Housing, Communities and Local Government – in the House of Commons at on 28 April 2020.
Matthew Pennycook
Shadow Minister (Business, Energy and Industrial Strategy)
What recent steps he has taken to help ensure the removal and replacement of unsafe non-ACM cladding from high-rise residential blocks.
Robert Jenrick
The Secretary of State for Housing, Communities and Local Government
At Budget we announced that £1 billion will be provided to fund the removal and the replacement of unsafe non-ACM cladding from high-rise blocks to drive action at pace and protect leaseholders from unfair remediation costs. This is in addition to the £600 million already provided to remove Grenfell-style ACM cladding. As a result of covid-19, remediation work has currently paused on as many as 60% of sites, but I have been working to persuade companies to get back to work, and we are seeing some success. I have brought together Mayors and council leaders to issue a strong co-ordinated message that this important work can and should continue.
Matthew Pennycook
Shadow Minister (Business, Energy and Industrial Strategy)
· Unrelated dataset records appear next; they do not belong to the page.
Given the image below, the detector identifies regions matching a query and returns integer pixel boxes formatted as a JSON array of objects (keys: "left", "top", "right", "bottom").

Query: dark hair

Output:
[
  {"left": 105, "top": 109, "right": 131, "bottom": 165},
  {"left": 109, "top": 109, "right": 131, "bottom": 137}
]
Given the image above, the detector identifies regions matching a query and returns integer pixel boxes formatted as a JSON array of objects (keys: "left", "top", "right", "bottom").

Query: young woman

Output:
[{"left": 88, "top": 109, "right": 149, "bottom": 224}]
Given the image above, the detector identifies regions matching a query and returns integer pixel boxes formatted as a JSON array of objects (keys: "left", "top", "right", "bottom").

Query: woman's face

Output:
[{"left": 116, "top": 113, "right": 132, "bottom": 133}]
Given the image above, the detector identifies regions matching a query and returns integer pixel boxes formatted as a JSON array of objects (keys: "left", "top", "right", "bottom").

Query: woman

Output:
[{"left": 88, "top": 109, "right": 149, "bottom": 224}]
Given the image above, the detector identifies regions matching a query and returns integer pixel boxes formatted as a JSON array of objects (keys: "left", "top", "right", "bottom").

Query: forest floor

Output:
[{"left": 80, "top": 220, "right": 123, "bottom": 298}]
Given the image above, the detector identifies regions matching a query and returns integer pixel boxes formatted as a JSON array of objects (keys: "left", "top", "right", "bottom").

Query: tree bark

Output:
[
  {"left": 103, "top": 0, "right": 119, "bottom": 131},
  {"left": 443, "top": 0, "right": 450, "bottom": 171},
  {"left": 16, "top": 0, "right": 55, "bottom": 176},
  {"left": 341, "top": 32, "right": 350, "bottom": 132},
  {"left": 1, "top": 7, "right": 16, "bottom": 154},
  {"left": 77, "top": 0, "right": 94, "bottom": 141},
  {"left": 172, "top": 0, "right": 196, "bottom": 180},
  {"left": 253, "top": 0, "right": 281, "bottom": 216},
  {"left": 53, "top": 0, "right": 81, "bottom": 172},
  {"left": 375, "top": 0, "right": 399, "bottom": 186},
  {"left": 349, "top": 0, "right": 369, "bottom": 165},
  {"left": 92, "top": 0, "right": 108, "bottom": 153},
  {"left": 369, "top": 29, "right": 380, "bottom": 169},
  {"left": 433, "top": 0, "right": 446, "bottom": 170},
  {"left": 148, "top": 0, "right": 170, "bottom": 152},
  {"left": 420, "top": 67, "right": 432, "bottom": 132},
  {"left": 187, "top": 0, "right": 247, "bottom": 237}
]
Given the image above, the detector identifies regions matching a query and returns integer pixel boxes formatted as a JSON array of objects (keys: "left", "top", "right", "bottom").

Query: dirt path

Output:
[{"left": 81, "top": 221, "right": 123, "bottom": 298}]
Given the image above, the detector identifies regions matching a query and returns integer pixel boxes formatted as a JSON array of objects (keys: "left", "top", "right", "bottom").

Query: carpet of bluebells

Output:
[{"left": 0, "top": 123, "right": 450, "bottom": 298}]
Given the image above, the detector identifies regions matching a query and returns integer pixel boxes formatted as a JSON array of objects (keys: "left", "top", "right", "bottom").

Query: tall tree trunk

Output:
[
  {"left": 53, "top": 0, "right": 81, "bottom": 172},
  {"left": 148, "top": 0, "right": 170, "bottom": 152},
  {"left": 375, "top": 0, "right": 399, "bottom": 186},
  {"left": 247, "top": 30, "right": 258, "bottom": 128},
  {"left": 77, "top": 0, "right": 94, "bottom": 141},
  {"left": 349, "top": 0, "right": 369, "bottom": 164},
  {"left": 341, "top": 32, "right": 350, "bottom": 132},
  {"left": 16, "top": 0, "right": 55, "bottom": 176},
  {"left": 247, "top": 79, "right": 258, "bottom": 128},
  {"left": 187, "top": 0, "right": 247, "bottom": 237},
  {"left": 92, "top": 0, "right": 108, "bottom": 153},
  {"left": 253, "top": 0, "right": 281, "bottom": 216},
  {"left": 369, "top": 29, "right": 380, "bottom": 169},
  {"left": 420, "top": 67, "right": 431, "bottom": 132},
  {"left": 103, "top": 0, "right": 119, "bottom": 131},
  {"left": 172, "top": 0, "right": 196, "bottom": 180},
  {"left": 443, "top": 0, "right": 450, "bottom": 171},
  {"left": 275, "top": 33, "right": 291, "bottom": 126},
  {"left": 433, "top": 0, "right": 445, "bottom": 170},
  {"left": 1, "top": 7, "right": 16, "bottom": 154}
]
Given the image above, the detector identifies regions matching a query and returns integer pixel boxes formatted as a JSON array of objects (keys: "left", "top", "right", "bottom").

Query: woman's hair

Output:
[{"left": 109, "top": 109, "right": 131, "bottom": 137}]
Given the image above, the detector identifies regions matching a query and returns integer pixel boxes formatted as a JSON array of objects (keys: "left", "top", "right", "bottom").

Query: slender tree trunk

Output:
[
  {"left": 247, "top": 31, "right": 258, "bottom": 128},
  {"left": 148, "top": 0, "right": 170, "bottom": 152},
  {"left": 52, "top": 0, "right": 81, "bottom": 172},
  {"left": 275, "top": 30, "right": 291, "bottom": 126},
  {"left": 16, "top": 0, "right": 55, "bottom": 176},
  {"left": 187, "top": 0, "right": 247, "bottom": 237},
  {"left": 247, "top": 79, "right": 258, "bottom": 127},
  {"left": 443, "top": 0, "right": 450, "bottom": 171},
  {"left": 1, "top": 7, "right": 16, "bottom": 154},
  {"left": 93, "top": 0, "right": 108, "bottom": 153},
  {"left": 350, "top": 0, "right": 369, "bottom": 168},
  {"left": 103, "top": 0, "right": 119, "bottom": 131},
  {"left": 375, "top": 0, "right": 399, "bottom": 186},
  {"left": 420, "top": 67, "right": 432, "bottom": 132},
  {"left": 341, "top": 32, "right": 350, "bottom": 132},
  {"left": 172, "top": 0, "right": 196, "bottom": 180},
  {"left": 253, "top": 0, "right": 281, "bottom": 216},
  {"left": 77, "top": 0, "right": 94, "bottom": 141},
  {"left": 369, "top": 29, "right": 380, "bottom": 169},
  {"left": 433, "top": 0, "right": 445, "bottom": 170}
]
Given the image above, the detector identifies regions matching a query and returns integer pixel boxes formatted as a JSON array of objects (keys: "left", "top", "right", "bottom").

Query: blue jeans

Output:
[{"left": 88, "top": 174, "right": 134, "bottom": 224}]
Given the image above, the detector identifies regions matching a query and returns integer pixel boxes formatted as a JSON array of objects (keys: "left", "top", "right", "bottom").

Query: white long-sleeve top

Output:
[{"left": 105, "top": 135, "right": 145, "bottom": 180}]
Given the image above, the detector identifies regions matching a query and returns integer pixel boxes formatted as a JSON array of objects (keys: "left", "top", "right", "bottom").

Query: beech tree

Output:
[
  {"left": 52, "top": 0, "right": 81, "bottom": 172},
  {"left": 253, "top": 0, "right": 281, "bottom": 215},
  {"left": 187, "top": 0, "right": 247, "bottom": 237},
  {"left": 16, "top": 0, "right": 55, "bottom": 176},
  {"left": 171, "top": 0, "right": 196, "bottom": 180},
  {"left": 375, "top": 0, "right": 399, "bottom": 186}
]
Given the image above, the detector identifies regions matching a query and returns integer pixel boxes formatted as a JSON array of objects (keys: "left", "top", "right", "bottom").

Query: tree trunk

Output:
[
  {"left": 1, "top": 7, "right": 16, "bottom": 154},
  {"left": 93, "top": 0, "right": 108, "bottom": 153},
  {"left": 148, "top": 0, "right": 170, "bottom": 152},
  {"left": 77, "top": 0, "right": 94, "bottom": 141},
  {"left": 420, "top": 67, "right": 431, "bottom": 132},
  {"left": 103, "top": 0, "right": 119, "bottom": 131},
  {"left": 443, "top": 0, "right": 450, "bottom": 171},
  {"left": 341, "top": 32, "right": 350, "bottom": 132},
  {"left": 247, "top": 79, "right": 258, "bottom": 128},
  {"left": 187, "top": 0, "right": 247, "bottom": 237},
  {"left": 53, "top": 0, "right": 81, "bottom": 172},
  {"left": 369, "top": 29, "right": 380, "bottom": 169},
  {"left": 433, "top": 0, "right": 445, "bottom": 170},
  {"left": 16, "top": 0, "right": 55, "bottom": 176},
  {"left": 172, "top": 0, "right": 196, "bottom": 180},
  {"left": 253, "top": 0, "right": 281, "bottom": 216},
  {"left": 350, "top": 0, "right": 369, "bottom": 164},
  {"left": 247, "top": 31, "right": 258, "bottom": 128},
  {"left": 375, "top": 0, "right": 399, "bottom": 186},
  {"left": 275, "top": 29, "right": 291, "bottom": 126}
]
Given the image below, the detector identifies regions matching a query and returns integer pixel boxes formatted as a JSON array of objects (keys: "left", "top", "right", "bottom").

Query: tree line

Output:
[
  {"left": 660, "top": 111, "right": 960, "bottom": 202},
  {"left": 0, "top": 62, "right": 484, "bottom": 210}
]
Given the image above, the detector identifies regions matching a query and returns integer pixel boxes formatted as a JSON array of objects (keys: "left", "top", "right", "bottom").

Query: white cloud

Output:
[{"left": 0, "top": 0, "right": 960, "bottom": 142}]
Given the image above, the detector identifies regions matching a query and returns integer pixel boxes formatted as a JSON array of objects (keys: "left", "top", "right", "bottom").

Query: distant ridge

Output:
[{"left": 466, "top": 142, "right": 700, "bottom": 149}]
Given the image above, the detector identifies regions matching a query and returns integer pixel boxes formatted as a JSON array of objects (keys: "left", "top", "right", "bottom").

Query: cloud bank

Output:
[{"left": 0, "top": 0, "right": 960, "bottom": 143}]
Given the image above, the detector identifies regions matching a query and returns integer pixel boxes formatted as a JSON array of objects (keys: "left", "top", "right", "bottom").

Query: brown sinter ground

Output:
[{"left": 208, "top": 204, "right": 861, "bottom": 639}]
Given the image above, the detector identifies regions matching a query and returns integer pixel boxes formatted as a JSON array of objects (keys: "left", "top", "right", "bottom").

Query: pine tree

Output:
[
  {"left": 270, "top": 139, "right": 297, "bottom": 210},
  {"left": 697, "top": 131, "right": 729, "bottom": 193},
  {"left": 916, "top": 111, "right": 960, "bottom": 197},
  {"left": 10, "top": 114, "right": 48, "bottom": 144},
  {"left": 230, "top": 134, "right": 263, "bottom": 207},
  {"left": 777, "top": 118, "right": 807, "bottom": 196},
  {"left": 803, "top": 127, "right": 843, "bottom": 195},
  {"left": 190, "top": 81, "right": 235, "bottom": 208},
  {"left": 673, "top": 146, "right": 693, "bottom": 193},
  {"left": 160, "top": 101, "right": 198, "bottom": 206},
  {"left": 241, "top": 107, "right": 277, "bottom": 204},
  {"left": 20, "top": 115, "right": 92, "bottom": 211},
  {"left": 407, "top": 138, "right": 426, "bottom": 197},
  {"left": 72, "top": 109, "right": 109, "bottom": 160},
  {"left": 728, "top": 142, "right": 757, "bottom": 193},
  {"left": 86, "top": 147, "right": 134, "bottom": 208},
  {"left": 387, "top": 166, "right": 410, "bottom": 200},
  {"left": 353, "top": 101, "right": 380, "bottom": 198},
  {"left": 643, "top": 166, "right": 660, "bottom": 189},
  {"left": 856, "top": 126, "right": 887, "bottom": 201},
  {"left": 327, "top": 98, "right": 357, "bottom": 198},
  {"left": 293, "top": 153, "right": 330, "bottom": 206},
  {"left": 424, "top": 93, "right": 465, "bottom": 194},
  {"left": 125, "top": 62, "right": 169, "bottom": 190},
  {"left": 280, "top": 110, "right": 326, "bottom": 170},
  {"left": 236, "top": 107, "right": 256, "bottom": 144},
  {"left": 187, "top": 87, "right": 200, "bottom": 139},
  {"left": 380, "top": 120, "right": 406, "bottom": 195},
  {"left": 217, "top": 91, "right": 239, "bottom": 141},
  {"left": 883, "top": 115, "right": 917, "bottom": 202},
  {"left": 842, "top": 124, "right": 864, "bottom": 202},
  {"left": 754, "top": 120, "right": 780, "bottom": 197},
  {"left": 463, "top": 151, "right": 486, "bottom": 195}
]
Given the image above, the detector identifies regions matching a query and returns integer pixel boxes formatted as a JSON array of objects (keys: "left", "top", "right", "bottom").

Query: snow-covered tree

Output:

I thank the Secretary of State for his response. He will, though, I know, be conscious of the additional strain that—[Inaudible.]
Lindsay Hoyle
Speaker of the House of Commons, Chair, Speaker's Committee for the Independent Parliamentary Standards Authority, Chair, Speaker's Committee for the Independent Parliamentary Standards Authority, Chair, House of Commons Commission, Chair, Speaker's Committee on the Electoral Commission, Chair, Speaker's Committee on the Electoral Commission
I think that unfortunately I am not going to ask the Secretary of State to comment on that.
Mike Amesbury
Shadow Minister (Housing, Communities and Local Government)
As we get close to the third anniversary of Grenfell, when 72 people tragically lost their lives, hundreds of thousands of tenants and leaseholders are still living in unsafe buildings. This is, as the Secretary of State will know, a double whammy for people in the lockdown, trapped in buildings cladded with flammable materials, with some out of work or out of business and having to pay expensive waking watch fees. I understand that the Secretary of State said in a call with the M
Robert Jenrick
The Secretary of State for Housing, Communities and Local Government
I am pleased to report that as a result of the call that I convened with Mayors from across the country, we were able to issue a co-ordinated message sending a very clear message to the sector that building safety is of critical importance, that works now need to continue, and that the sites that were closed should now reopen. I hope that colleagues from across the House will join me in that message, because it is important that we deliver it in a co-ordinated, cross-party fashion.
With regard to waking watch, I have asked the noble Lord Greenhalgh, the new Minister with responsibility for building safety, to look into this to see what we can do to reduce the cost of waking watch for members of the public in this position, and to ensure that waking watches, where they are required, can continue despite the lockdown.